In what seemed like the most frantic evening I’ve ever experienced on a computer, it was crazy. We had a host of shinanigans at the gates of the newly weds and it appeared that the Governor General and his wife may not have been in the mood to entertain such rude guests at that hour, (and during their honeymoon no doubt).
So I started a post on Sharp Talk about the Somare groups festivities beginning at the Ela Beach hotel to celebrate the court decision going in their favour. This was in the afternoon sometime. Then the race was on as Grand Chief and O’Neill went racing down to Government House to get the Governor General’s blessings. After gun shots were reported then things went crazy, we had reporters saying O’Neill had just been sworn in and on the other hand we had people saying Somare was inside but had locked out O’Neill.
So for two hours frantic comments were piling up in Sharp Talk and Twitter about who was doing what to who. Finally Liam Fox from ABC gave the news on twitter that: “A frail looking Somare says he’s fit as a 40 year old and up to the job of being PM. Says he’ll go to govt house tmrw to be sworn in. The Somare camp says it can rule with a minor govt but they’re confident they’ll boost their numbers when Sir Michael’s sworn in as PM. And things have calmed down outside govt house. Only a handful of armed police now.”
EMTV televised a late press conference by Somare’s group. Amet spoke on behalf of them and stated that because the Grand Chief was legally the Prime Minister when he was illegally removed, the court decision by making the actions of the Speaker illegal, automatically meant he was Prime Minister again. He also added that the attempts to further maintain the illegal actions of the speaker were blatant acts of contempt of court and that those offenders would duly be prosecuted.

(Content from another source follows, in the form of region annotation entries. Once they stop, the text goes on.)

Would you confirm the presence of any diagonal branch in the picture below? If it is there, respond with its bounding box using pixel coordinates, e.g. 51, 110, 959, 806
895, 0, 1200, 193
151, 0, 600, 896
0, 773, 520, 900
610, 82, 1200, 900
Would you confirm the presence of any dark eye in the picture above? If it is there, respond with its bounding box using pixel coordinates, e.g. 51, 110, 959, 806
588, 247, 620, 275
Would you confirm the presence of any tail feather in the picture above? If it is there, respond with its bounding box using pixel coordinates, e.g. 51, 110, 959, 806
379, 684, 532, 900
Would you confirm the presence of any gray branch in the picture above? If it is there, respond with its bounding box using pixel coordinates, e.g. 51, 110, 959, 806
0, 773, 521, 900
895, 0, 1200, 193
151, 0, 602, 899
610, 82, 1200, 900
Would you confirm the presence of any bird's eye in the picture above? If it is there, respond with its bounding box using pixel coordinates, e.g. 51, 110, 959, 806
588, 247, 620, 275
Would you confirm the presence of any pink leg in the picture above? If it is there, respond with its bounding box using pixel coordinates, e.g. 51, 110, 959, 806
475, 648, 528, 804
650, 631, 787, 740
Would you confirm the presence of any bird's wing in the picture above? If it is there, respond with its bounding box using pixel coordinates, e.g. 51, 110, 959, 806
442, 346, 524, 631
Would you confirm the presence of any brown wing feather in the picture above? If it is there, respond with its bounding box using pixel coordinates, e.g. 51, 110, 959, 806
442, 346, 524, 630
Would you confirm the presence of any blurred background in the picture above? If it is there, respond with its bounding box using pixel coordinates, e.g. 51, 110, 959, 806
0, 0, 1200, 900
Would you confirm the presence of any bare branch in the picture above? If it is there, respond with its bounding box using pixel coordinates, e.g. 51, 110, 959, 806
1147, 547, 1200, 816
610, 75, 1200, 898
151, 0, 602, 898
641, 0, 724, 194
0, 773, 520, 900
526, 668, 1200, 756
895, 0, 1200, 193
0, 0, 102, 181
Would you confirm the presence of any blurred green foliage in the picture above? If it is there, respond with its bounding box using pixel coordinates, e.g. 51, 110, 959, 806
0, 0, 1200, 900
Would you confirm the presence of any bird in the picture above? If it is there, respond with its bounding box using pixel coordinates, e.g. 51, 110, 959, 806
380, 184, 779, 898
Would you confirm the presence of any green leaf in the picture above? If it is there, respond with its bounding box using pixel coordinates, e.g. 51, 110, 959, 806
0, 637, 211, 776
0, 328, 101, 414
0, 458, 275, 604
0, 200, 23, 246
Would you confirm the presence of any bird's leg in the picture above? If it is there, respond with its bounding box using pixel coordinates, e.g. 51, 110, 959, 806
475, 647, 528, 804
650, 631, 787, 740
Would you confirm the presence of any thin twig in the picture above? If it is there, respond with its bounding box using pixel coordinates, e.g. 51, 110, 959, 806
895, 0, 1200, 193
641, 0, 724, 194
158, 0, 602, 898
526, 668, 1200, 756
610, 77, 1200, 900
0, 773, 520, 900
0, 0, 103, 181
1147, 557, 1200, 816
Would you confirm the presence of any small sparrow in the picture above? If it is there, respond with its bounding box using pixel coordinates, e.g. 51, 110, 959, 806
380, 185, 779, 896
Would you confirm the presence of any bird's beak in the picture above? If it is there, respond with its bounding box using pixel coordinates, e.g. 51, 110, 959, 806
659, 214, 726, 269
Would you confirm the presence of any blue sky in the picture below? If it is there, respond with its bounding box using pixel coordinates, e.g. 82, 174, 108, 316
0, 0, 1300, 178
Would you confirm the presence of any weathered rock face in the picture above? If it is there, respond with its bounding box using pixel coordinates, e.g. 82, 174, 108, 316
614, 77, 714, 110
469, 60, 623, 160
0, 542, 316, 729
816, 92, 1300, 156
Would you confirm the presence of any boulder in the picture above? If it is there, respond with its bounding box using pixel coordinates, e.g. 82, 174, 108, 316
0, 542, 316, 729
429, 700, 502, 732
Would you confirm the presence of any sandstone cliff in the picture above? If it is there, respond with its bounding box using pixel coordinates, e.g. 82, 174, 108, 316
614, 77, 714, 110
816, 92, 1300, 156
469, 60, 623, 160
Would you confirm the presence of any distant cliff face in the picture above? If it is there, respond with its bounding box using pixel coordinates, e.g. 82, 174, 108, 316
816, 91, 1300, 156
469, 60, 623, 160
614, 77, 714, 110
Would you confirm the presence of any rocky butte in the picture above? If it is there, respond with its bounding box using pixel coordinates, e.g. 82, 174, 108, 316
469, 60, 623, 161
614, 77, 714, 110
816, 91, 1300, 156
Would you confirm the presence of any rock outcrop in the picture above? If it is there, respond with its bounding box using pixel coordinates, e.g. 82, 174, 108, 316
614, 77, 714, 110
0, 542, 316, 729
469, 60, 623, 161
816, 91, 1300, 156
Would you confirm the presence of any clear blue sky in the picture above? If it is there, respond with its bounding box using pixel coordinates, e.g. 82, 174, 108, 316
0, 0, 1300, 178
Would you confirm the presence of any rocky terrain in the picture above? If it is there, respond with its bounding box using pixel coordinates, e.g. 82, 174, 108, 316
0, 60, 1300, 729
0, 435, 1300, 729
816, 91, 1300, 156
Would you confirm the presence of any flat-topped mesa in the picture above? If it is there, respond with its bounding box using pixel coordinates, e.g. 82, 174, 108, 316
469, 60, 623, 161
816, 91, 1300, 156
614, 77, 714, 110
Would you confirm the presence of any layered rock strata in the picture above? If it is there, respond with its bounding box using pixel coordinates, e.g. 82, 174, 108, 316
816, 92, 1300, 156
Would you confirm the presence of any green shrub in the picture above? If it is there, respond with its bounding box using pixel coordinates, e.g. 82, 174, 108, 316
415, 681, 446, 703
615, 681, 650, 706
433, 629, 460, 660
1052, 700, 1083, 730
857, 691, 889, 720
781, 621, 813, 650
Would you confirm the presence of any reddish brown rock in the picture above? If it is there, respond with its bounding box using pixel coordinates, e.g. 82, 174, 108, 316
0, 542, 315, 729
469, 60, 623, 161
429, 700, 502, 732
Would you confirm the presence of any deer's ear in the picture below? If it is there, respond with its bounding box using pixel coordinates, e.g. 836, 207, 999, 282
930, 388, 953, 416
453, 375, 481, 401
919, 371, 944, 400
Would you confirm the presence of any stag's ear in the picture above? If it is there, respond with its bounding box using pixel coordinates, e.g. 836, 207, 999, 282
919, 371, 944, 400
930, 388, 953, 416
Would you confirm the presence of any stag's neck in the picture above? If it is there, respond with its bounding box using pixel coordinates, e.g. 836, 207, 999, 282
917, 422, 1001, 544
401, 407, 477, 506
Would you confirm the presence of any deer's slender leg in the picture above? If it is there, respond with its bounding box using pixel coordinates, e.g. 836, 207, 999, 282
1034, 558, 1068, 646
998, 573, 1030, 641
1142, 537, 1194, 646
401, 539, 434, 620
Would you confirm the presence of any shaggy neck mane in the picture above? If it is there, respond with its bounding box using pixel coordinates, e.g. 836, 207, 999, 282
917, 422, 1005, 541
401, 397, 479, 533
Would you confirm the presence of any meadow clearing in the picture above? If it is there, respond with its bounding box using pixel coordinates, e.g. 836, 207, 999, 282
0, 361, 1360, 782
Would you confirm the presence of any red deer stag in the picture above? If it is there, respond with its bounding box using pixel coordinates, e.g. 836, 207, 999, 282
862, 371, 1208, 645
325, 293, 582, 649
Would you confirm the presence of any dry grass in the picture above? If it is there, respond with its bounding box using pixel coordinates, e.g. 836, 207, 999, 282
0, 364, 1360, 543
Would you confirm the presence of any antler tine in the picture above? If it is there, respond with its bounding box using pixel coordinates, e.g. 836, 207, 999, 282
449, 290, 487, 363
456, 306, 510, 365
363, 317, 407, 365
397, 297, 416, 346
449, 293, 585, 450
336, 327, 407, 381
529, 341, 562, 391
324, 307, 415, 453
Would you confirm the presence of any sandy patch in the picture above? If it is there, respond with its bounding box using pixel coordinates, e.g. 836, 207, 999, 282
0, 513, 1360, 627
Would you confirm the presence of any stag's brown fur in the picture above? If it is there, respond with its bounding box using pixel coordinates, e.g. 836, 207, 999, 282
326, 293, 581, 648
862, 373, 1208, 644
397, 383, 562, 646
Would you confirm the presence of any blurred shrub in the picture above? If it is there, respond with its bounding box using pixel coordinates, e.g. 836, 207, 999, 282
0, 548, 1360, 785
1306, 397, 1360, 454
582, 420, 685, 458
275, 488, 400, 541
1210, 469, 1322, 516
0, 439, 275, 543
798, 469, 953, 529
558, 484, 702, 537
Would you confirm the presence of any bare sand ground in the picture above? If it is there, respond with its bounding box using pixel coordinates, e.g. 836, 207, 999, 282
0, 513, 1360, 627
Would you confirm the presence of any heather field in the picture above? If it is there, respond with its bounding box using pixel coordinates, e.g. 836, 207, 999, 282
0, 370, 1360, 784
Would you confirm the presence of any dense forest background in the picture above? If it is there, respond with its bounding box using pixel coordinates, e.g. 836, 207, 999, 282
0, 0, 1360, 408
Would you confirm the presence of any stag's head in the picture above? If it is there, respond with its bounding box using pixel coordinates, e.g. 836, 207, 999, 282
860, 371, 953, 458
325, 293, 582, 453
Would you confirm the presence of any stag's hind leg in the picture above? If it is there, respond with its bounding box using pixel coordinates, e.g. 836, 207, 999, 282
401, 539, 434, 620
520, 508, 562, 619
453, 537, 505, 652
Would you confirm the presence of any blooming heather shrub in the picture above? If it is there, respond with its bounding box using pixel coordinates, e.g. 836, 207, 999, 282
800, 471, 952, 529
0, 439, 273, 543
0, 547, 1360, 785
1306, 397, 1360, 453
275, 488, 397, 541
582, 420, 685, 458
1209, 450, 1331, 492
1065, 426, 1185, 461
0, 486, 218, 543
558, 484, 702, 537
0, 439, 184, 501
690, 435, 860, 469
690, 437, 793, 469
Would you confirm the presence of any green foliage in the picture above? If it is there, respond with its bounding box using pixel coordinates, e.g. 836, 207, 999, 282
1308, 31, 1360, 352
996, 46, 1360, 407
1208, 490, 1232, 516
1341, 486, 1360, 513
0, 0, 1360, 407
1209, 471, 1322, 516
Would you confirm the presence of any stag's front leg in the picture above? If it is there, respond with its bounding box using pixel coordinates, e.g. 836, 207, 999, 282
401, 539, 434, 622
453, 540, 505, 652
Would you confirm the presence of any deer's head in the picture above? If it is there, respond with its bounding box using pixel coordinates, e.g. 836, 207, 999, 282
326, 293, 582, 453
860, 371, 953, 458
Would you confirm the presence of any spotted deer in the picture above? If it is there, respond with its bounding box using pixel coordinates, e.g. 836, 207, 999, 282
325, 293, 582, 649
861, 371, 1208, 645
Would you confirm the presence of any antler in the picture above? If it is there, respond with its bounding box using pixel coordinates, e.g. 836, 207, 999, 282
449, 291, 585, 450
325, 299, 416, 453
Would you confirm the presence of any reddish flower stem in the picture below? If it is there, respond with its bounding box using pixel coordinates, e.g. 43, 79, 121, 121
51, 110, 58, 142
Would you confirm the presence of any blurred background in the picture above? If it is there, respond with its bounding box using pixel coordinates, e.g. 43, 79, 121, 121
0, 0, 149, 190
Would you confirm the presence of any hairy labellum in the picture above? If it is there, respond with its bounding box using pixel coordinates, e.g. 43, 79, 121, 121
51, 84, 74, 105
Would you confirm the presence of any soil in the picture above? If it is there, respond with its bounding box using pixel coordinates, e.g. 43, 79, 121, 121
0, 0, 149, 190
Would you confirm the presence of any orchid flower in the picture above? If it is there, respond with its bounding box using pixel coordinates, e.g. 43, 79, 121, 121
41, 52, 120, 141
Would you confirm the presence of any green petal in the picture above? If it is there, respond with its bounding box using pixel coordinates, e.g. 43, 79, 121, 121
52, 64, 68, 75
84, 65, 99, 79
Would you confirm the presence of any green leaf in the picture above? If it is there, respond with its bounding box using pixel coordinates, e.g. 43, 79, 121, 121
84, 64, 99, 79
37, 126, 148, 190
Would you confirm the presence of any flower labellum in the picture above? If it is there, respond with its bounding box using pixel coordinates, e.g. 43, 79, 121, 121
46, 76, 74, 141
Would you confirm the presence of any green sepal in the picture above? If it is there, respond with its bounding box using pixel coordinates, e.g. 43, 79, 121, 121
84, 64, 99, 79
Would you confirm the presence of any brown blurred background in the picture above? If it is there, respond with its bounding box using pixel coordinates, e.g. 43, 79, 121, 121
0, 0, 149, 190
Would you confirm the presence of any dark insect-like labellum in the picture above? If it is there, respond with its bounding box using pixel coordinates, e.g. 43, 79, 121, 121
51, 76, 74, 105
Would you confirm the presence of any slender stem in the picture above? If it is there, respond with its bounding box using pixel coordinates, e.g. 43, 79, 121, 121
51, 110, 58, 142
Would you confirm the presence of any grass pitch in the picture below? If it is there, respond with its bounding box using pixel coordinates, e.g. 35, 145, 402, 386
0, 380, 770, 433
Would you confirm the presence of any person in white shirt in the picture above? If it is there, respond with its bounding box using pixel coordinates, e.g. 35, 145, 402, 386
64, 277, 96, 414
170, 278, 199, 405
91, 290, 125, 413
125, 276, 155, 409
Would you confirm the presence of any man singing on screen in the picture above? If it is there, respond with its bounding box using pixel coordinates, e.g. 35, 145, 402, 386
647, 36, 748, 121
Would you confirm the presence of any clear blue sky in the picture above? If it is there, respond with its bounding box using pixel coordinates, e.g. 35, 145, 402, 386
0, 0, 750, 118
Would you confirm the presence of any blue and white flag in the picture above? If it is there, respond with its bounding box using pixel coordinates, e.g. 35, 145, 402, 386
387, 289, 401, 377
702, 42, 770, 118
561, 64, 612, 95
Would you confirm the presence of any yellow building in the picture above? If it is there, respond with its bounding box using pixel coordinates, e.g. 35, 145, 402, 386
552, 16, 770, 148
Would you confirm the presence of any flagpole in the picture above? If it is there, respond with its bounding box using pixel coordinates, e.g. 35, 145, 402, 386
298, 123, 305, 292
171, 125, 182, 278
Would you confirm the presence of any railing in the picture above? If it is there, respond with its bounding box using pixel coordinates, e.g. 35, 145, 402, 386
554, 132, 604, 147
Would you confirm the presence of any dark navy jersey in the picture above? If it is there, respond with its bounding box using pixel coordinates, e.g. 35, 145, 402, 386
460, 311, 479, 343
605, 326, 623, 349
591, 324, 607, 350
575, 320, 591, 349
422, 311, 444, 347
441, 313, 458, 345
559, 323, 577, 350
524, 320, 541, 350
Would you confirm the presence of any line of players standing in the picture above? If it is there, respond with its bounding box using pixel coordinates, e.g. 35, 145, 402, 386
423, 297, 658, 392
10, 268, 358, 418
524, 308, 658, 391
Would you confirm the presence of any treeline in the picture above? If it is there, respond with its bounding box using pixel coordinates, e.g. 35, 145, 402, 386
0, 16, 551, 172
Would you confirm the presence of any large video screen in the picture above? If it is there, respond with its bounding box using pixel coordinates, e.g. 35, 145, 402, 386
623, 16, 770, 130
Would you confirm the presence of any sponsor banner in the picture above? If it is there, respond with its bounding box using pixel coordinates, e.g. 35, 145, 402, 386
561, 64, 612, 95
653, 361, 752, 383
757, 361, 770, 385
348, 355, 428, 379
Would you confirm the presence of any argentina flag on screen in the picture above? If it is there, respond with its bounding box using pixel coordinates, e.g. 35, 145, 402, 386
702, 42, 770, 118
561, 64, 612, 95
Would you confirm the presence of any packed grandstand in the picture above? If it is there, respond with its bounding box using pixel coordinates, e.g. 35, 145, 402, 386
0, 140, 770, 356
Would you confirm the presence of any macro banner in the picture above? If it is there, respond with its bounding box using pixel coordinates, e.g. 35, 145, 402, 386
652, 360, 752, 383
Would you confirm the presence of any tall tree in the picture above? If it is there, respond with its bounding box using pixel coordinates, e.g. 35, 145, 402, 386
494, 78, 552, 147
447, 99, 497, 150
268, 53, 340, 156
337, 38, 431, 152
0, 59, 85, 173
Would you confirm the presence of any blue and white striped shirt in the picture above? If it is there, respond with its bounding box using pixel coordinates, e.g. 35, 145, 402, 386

From sources on facebook, Somare’s has also been quick to announce its interim cabinet:
- Sam Abal (Deputy PM & Immigration),
- Patrick Pruaich (Treasury, Finance & State Owned Enterprises),
- Sir Arnold Amet (Attorney-General & Public Service),
- Sasa Zibe (Health & Inter-Government Relations),
- Timothy Bonga (Forestry & Internal Security),
- James Marape (Education, National Planning & Rural Development),
- Benjamin Poponawa (Transport and Civil Aviation),
- Philip Kikala (Agriculture and Livestock),
- Paru Ahi (Higher Education, Research Secience and Technology & Foreign Affairs and Trade),
- Fidelis Semos (Bougainville Affairs),
- Partick Tammur (Communication and Information),
- Francis Potape (Petroleum and Energy),
- Ben Semri (Fisheries & Commerce and Industry),
- Tony Aimo (Correctional Services & Lands and Physical Planning),
- Andrew Kumbakor (Housing and Urban Development),
- Philemon Embel (Sports & Minister Assisting the PM),
- Bob Dadae (Defence),
- Sani Rambi (Labour and Industrial Relations),
- Dame Carol Kidu (Community Development),
- John Pundari (Mining), and
- Anderson Agiru (Works & Conservation and Environment).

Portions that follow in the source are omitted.